Three American men have been charged with hate crime and kidnapping, one year after they killed him as he was jogging in a neighborhood in Georgia.
The Justice Department announced Wednesday that the men — Gregory McMichael, his son Travis, and William Bryan — were indicted by a federal grand jury and charged with one count of interference with rights and one count of attempted kidnapping in connection to the killing of Ahmaud Arbery.
Arbery, 25, was out for a jog in Georgia in February last year when he was chased down in a truck by three men and fatally shot.
Two of the three men — Gregory and Travis McMichael — claimed to be conducting a citizen's arrest and acted in self-defense.
A third man, Bryan, who recorded video of the black man’s death, allegedly hit Arbery with his truck.
The two McMichaels were also charged with firearms violations.
The Justice Department said, “Travis and Gregory McMichael were also charged with one count each of using, carrying, and brandishing — and in Travis’s case, discharging — a firearm during and in relation to a crime of violence.”
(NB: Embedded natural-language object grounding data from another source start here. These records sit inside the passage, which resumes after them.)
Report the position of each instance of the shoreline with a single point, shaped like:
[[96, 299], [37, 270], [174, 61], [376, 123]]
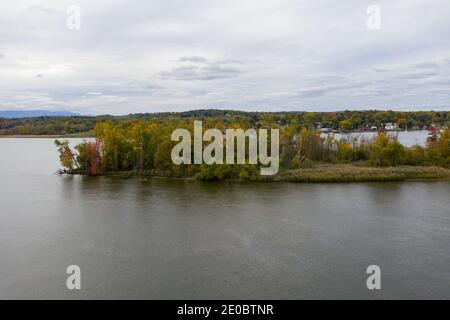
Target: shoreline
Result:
[[37, 136], [323, 173]]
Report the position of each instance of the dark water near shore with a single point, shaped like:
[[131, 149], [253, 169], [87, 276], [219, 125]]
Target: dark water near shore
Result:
[[186, 240]]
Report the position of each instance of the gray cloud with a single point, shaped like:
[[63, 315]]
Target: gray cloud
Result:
[[200, 69]]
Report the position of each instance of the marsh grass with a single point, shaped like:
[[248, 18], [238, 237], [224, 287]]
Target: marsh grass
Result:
[[350, 173]]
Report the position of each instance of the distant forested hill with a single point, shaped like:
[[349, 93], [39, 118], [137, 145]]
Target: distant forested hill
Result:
[[344, 120], [34, 113]]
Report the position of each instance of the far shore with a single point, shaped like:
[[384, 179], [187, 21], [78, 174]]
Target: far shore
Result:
[[321, 173], [87, 135]]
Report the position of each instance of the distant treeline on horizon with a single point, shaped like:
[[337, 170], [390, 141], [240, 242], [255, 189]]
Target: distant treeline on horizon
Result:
[[341, 120]]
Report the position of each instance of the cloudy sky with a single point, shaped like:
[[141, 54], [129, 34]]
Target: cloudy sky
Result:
[[171, 55]]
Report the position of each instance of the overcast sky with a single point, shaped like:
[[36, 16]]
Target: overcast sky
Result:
[[170, 55]]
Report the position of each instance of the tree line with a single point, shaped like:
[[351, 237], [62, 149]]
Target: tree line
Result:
[[144, 147], [343, 120]]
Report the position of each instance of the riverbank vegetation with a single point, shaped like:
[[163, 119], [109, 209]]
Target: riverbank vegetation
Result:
[[143, 147], [343, 120]]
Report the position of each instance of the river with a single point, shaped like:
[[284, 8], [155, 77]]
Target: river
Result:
[[177, 239]]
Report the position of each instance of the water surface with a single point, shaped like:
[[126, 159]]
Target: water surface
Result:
[[178, 239]]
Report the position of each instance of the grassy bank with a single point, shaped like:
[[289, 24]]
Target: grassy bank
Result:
[[351, 173], [323, 173], [73, 135]]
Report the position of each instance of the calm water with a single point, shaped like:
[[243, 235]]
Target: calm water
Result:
[[407, 138], [178, 239]]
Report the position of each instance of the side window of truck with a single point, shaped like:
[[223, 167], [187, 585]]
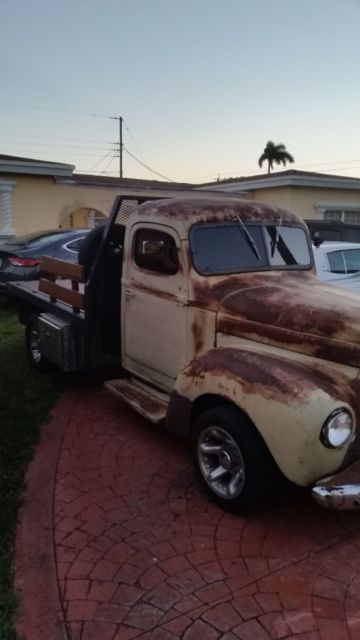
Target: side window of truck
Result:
[[156, 251]]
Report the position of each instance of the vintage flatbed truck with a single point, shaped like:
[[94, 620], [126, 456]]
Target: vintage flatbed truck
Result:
[[223, 334]]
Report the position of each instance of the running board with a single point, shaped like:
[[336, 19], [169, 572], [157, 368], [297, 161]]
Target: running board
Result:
[[149, 402]]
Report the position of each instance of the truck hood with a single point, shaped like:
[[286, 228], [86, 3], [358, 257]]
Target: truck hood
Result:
[[297, 313]]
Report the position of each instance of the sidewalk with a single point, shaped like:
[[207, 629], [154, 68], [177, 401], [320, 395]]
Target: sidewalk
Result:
[[117, 542]]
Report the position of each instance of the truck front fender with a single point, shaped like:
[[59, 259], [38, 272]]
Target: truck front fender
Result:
[[288, 402]]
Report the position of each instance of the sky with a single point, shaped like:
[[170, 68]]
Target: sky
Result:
[[202, 85]]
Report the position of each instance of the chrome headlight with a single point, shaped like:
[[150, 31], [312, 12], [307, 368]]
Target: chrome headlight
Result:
[[337, 429]]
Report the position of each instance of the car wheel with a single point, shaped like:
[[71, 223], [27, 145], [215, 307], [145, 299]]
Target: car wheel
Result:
[[32, 341], [232, 461]]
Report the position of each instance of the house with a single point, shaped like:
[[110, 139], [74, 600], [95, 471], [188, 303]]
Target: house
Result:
[[37, 195], [310, 195]]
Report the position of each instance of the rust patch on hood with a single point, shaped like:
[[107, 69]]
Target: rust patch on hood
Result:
[[198, 209], [291, 310], [270, 376]]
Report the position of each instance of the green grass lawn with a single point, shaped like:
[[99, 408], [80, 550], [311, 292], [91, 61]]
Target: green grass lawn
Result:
[[26, 398]]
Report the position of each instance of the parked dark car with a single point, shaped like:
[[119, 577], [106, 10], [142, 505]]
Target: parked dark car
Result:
[[333, 230], [20, 256]]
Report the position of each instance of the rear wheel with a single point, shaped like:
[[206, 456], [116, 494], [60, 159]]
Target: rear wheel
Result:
[[32, 341], [232, 461]]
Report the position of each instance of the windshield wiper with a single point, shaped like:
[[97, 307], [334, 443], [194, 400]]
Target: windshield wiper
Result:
[[276, 239], [250, 240]]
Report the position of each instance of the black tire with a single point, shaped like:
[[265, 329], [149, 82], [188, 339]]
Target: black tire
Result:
[[243, 460], [89, 248], [32, 344]]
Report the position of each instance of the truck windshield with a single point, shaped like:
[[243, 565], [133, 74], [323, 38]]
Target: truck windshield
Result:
[[224, 248]]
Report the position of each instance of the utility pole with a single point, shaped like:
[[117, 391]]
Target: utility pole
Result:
[[119, 118]]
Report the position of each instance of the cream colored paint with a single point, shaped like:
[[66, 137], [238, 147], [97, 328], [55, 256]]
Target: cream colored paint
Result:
[[291, 431], [304, 200], [154, 317], [40, 203]]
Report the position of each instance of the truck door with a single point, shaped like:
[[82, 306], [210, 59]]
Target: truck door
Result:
[[154, 305]]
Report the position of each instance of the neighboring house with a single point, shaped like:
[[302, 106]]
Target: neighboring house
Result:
[[310, 195], [37, 195]]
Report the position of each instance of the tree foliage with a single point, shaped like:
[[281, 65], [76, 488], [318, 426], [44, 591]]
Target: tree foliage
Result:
[[275, 153]]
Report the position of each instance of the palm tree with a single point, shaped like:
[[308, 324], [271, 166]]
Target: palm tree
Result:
[[275, 153]]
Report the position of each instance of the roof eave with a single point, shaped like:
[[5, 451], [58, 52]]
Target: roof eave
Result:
[[271, 182], [37, 168]]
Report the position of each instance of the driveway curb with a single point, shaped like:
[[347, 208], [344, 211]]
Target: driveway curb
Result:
[[36, 582]]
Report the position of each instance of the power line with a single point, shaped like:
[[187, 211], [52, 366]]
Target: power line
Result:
[[133, 139], [147, 167], [99, 161]]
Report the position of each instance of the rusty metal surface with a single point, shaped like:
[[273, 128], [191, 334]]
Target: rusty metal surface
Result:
[[209, 210], [341, 491], [293, 310], [287, 397]]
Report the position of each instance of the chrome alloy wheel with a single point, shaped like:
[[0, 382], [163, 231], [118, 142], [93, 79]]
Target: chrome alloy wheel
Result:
[[221, 462], [34, 340]]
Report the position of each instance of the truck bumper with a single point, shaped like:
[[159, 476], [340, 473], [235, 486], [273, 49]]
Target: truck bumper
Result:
[[341, 491]]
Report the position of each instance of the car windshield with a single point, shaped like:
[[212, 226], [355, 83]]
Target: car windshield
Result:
[[234, 247], [37, 239], [345, 261]]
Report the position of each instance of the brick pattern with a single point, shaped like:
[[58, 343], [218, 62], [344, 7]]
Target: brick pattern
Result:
[[142, 553]]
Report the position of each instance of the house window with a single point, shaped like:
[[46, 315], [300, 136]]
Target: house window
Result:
[[156, 251], [349, 216]]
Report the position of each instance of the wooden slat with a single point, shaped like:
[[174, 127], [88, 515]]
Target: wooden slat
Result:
[[57, 292], [62, 268]]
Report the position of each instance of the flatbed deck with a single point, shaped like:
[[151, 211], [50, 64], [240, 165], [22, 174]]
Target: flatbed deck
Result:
[[27, 293]]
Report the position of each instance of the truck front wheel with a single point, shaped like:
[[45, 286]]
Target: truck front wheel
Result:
[[232, 461], [32, 342]]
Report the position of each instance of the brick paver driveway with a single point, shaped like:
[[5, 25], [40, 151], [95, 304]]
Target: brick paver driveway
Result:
[[141, 553]]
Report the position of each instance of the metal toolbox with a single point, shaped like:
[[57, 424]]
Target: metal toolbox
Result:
[[57, 342]]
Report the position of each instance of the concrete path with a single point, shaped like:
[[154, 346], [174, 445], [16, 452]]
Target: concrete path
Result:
[[117, 542]]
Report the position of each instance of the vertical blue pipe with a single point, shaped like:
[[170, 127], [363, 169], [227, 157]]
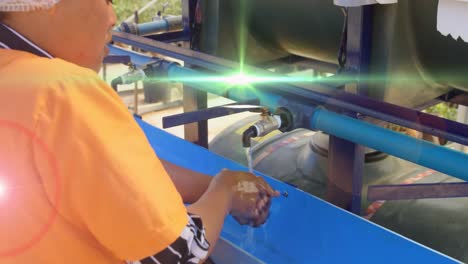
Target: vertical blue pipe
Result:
[[421, 152]]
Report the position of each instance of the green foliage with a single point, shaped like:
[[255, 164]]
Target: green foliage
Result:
[[443, 110], [125, 8]]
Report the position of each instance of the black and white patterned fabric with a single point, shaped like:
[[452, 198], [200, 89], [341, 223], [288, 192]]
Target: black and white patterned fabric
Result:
[[191, 247]]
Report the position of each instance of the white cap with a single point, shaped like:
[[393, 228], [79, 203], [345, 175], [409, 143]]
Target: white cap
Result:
[[25, 5]]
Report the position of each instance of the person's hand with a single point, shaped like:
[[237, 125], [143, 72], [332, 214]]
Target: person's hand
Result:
[[251, 196]]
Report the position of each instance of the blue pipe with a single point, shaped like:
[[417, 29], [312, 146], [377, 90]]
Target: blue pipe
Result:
[[421, 152], [166, 24], [266, 99]]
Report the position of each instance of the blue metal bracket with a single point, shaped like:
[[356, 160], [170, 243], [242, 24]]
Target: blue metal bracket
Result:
[[321, 94], [206, 114], [417, 191]]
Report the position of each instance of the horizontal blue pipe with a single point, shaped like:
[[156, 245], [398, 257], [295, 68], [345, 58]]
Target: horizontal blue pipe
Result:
[[137, 58], [421, 152], [153, 27], [234, 93]]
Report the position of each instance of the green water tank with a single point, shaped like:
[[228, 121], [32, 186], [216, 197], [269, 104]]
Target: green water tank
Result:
[[300, 158]]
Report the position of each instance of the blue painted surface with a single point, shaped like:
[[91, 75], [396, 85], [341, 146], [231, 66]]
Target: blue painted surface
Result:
[[137, 58], [445, 160], [302, 228]]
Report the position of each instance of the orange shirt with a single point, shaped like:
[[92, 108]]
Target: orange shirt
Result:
[[79, 182]]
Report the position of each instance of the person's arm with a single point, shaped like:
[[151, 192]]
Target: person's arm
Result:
[[190, 184]]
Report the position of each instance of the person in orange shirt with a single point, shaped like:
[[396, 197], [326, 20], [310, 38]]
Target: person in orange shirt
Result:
[[79, 182]]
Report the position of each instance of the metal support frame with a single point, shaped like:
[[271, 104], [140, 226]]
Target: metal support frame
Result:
[[346, 159], [417, 191], [320, 93]]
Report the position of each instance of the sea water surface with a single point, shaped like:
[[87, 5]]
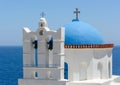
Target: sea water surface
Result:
[[11, 63]]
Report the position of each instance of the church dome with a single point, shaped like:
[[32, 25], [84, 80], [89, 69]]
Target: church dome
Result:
[[78, 32]]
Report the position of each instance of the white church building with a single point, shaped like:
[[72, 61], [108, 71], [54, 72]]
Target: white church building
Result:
[[75, 54]]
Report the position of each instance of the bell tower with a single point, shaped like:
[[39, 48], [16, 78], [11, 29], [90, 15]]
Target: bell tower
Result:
[[43, 56]]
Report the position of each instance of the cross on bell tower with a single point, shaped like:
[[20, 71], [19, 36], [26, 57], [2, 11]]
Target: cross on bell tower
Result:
[[42, 14], [76, 12]]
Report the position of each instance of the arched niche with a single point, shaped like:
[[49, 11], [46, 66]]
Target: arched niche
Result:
[[65, 70]]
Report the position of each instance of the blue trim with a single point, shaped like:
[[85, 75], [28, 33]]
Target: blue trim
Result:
[[78, 32]]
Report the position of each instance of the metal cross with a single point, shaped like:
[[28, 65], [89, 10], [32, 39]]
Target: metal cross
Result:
[[76, 12], [42, 14]]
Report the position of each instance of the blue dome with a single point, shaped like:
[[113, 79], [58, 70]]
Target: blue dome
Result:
[[78, 32]]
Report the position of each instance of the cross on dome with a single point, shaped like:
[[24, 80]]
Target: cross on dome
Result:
[[42, 14], [76, 12]]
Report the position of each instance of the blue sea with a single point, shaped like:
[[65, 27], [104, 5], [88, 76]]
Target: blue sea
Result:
[[11, 64]]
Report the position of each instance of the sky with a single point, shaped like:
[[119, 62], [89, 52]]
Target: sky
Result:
[[104, 15]]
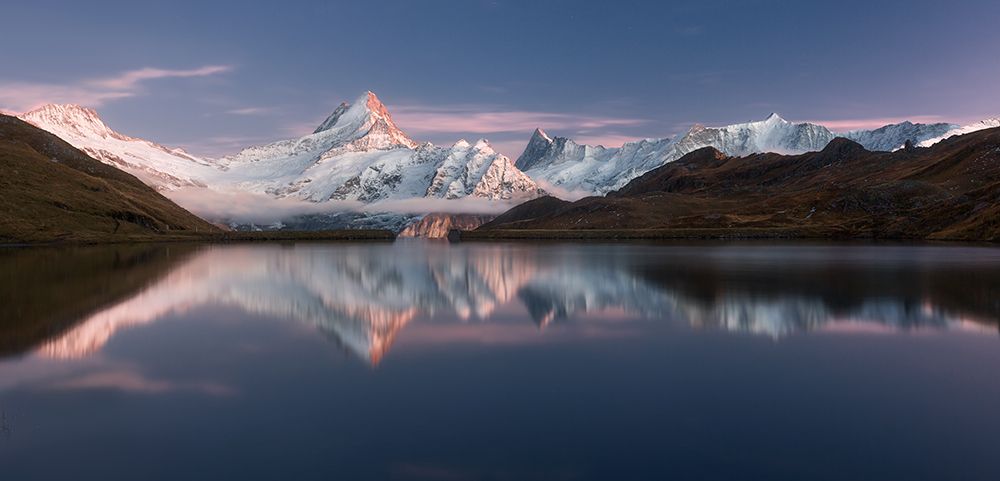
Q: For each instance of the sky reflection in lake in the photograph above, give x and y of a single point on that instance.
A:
(420, 360)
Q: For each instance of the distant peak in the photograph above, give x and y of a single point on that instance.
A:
(68, 117)
(842, 147)
(541, 135)
(63, 109)
(367, 104)
(332, 119)
(368, 118)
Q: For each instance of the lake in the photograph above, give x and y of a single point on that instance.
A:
(435, 361)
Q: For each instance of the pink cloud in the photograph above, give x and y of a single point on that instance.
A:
(128, 80)
(486, 120)
(610, 140)
(23, 96)
(843, 125)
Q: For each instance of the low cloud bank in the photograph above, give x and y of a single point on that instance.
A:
(228, 206)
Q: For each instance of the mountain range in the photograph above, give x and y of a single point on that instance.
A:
(50, 191)
(359, 156)
(950, 190)
(588, 170)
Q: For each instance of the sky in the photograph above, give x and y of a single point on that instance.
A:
(216, 76)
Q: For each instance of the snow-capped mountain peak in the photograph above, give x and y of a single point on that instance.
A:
(960, 130)
(161, 167)
(82, 121)
(538, 145)
(775, 118)
(367, 122)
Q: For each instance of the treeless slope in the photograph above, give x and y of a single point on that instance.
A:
(50, 191)
(949, 191)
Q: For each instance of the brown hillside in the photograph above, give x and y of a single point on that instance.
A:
(948, 191)
(50, 191)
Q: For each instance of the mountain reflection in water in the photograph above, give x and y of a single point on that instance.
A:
(363, 295)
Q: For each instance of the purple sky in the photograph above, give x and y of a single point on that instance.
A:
(217, 76)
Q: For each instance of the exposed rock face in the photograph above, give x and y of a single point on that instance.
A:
(437, 226)
(588, 170)
(948, 191)
(160, 167)
(51, 191)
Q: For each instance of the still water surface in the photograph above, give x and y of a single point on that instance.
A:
(431, 361)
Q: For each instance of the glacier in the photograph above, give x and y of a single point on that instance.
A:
(358, 156)
(577, 170)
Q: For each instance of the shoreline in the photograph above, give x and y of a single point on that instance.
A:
(707, 234)
(346, 235)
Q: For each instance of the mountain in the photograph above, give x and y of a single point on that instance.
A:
(50, 191)
(437, 226)
(160, 167)
(948, 191)
(587, 170)
(956, 130)
(894, 136)
(359, 154)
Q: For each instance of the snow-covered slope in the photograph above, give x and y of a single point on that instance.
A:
(894, 136)
(966, 129)
(359, 154)
(160, 167)
(585, 170)
(356, 154)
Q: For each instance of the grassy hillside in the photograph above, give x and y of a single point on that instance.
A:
(948, 191)
(50, 191)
It said that the men’s acts were viewed as hate crimes because the defendants reportedly "used force and threats of force to intimidate and interfere with Arbery’s right to use a public street because of his race."
A trial date has yet to be set for the three men, who were not initially arrested or charged.
It was almost three months after Arbery’s death that a video they took of their pursuit of the man, leaked out and sparked outrage.
Earlier this year, the victim’s mother, Wanda Cooper filed a $1 million civil suit against the three men as well as local police and prosecutors who she said tried to cover up the murder.
In response to the indictment, she told CNN, "It's one step closer to justice.”
"They did the investigation properly and they came out with those indictments. So, my family and I were pleased.” she added.
Attorneys for Travis McMichael, however, said in a statement "we are deeply disappointed that the Justice Department bought the false narrative that the media and state prosecutors have promulgated.”
The Arbery case was one of several that fueled mass protests last year across the United States against police abuse of Black Americans.
The protests were ignited by the killing of George Floyd in Minneapolis last May.
Civil rights advocates denounced Arbery’s tragic death as the case of white perpetrators killing a Black man and going unpunished.
A Democratic congresswoman said last week that Black people are traumatized in the US.
Ayanna Pressley made the remarks after Minneapolis police officer, Derek Chauvin, was found guilty for Floyd’s death.
Chauvin was found guilty of all the three criminal counts he was facing. He faces up to 40 years in prison for second-degree murder, up to 25 years for third-degree murder and up to 10 years for second-degree manslaughter.
Pressley, however, said that the “outcome of the Derek Chauvin trial doesn’t change things for us, because Black people are still being killed by police.”
Analysts say the surge in violence against people of color in the US is a systemic problem rooted in the legacy of slavery and legalized segregation in the country.